He was wide open deep in enemy territory, or so he thought. But as soon as he reached around to take a shot, junior lacrosse player Peter Gold got slashed on the side of his body by an opposing player and hit his head on the ground, hard.
“I spin around, and while I was spinning another opposing player smacks me pretty hard,” Gold said. “I fall to the ground and then another player falls onto my head, pancaking my head to the ground. I was instantly in another dimension. I quickly saw the stars, and I got up pretty quickly. I walked off the field, in which I believe was my adrenaline that carried me to the bench. But once I sat down I couldn’t stand up for at least 30 minutes, and the trainer proceeded to declare my concussion.”
“My current concussion has forced me to stay in a dark room for most of the day. I can’t stand light. I can’t stand noise. I am slow to answer questions. I am constantly nauseous. It’s pretty depressing.”
Varsity Lacrosse Player Peter Gold
When involved in a contact sport, there is a high possibility of getting injured, although the “contact” part of the sport — whether it is football, basketball or soccer — is sometimes a contributing factor to the appeal of the game. Concussions can occur in traditional contact sports but can also occur in non-traditional ones.
Oftentimes, concussions happen when a hit to the body is the least expected; when the body is not prepared for contact, an athlete is more likely to be severely injured.
Junior Keenan Laurence was playing lacrosse his freshman year and received a severe concussion, which led to an academic and athletic downfall. He was out for the rest of the season as well as the rest of the school year, and was not able to do anything but rest.
Because of the harsh effects of concussions, the majority of students and coaches involved in contact sports are aware of its consequences and how detrimental it can be to not only the students’ health, but also their lives beyond the sport. Severe concussions may result in longer lasting effects that may impact a students’ academic abilities too. Gold believes that his concussion has limited his capabilities in many ways.
“My current concussion has forced me to stay in a dark room for most of the day,” Gold said. “I can’t stand light. I can’t stand noise. I am slow to answer questions. I am constantly nauseous. It’s pretty depressing.”
In many cases, the worst part of having a bruised brain is that the symptoms are not always easily diagnosed.
In the long run, it is better to play it safe than to risk potentially having permanent brain damage.
With a concussion, athletes are oftentimes fully conscious and are eager to go back into the game.
This feeling can be frustrating for many athletes, because having the drive to compete and desire to win, but being pulled out of a game, is never a pleasant experience.
“It’s extremely frustrating when you work the entire reason as well as preseason to get to the championships, which we were bound to go to [but don’t get to play],” Gold said. “Being taken out of a non-league game especially is extremely frustrating. I played three games prior to that one, and I was already feeling tired, but when I got hit in the head I thought, ‘Geez, that’s my entire season right there, all in just a second: gone.’”
On some occasions, athletes feel the need to hide the fact that they are injured. Athletes do not want to abandon their team, and fear being forced to sit out for long periods of time. They often do not want to face the reality of the concussion.

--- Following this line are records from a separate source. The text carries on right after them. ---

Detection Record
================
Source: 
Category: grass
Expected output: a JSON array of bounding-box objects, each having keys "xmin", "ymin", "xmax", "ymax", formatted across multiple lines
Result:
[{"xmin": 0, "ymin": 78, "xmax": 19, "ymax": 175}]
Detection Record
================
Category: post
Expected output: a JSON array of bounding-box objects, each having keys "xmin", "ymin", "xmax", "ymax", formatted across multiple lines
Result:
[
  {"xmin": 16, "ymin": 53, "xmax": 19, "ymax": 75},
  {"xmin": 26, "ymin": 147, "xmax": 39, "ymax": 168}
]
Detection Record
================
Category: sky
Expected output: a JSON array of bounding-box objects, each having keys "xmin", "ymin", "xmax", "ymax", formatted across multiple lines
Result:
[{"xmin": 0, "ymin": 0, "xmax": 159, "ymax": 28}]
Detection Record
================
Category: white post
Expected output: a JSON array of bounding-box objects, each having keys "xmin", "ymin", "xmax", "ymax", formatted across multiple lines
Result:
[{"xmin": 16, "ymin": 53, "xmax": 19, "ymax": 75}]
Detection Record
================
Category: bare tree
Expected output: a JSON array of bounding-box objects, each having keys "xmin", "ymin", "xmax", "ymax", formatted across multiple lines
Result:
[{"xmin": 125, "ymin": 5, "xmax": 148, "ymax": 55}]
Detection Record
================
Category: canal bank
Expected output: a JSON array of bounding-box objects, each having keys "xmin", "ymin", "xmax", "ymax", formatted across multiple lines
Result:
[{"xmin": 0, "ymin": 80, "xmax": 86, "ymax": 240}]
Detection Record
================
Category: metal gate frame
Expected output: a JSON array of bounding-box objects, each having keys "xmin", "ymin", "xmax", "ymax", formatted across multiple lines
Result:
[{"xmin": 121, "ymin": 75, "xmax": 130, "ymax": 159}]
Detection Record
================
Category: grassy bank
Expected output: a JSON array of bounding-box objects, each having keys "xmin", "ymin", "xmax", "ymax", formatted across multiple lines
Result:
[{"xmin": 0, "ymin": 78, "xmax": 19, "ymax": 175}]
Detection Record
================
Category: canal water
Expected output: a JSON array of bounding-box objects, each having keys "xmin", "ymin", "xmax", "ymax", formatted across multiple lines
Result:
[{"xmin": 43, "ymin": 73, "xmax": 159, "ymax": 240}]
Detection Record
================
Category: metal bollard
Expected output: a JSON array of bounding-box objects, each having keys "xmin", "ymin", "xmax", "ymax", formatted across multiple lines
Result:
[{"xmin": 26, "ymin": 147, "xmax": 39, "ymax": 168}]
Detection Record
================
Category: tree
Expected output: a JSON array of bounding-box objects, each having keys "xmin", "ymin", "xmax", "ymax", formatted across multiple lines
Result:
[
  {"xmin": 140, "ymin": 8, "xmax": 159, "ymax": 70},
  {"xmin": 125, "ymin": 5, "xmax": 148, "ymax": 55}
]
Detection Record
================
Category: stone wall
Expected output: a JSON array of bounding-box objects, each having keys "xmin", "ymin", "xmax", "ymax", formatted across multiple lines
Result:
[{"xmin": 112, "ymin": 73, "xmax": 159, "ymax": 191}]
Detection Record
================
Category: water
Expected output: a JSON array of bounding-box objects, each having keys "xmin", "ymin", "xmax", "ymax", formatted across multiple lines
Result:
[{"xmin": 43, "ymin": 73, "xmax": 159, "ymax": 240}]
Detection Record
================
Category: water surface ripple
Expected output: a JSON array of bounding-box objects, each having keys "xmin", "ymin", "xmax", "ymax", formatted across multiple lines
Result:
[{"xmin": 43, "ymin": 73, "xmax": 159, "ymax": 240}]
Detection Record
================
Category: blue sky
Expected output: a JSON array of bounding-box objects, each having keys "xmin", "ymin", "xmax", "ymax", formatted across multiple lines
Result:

However, according to Kidshealth.org, “continuing to play if you have an injury can make that injury worse. A small stress fracture that might have healed quickly can grow into a more serious, more painful fracture that will take longer to heal. Returning to play too soon after a concussion can increase your risk of serious brain injury.”
Although some athletes might feel the need to play after receiving a potential concussion or injury, according to varsity lacrosse coach DJ Shelton, under no circumstances do Paly coaches ever condone this kind of behavior.
Essentially, in the long run, it is better to play it safe than to take the risk of potentially having permanent brain damage.
Athletes are becoming increasingly aware of the possibilities of being injured and how it can worsen brain injuries, affecting them negatively.
Even still, athletes need to continue to take care of their bodies and take their health and well-being very seriously.
“I always pull players off the field even if they don’t want to and check before putting them back in,” Shelton said. “It’s not worth the risk, because winning a game is not worth the possible brain damage. I don’t make it a discussion. I just make it clear. Whenever heavy head contact is made, even if they say they’re fine, there might be symptoms, even ones they’re not aware of.”